Tall men, sun-crowned, who live above the fog
In public duty, and in private thinking;
For while the rabble, with their thumb-worn creeds,
Their large professions and their little deeds,
Mingle in selfish strife, lo! Freedom weeps,
Wrong rules the land and waiting Justice sleeps.”
As a result, of the inclusion of this poem, several students and faculty members spoke out strongly in opposition against displaying the dedicatory prayer in the law school. Never mind that this poem was written in the mid to late 19th century well before women were involved in law or politics. Never mind that our founding documents repeatedly refer to “men” in the generic sense of all mankind (“We hold these truths to be self-evident, that all men are created equal, that they are endowed by their Creator with certain unalienable Rights . . .). This was a poem that a member of the First Presidency felt inspired to put into the dedicatory prayer. These were the words of an individual that we sustain as a prophet, seer, and revelator. Yet, because of fear of offending, these words were treated as sexist and derogatory.

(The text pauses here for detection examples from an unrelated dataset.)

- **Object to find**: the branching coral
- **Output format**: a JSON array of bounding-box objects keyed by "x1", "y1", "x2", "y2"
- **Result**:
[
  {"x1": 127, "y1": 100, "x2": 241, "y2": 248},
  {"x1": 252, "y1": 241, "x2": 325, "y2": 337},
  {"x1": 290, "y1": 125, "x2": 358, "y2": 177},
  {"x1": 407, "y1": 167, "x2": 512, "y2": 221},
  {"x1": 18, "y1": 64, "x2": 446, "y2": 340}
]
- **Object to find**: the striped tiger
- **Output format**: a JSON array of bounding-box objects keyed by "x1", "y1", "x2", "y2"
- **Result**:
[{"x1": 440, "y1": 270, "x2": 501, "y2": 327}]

In the end, the plaque was made, but it is no longer an official class gift. Instead, it has been given simply by members of the Class of 2015. It was displayed prominently and beautifully during our reception before our convocation ceremony. Yet, its long term placement in the law school is in jeopardy because members of the faculty still stand in opposition to it being given a prominent place (ideally by a new portrait of Marrion G. Romney). There is fear that a prominent placement would send the wrong message and diminish the prestige of the law school. This is precisely the danger that George spoke about so eloquently at today’s graduation ceremony. Fearing the world and hiding our light, rather than fearing the lord and bearing solemn witness.
BYU needs to strongly and unequivocally stand for the Gospel and testify to the world of Jesus Christ, and of his church which was restored to the earth through Joseph Smith. No other institution can offer learning in the light of the restored Gospel. Fortunately, BYU has resisted most of the secularizing tendencies that Professor George spoke, but it is not immune from those temptations. I hope that prophetic and inspired leadership will continue to steer the institution clear of the dangers of secularism. If not, I fear that BYU will lose what makes it such a special institution.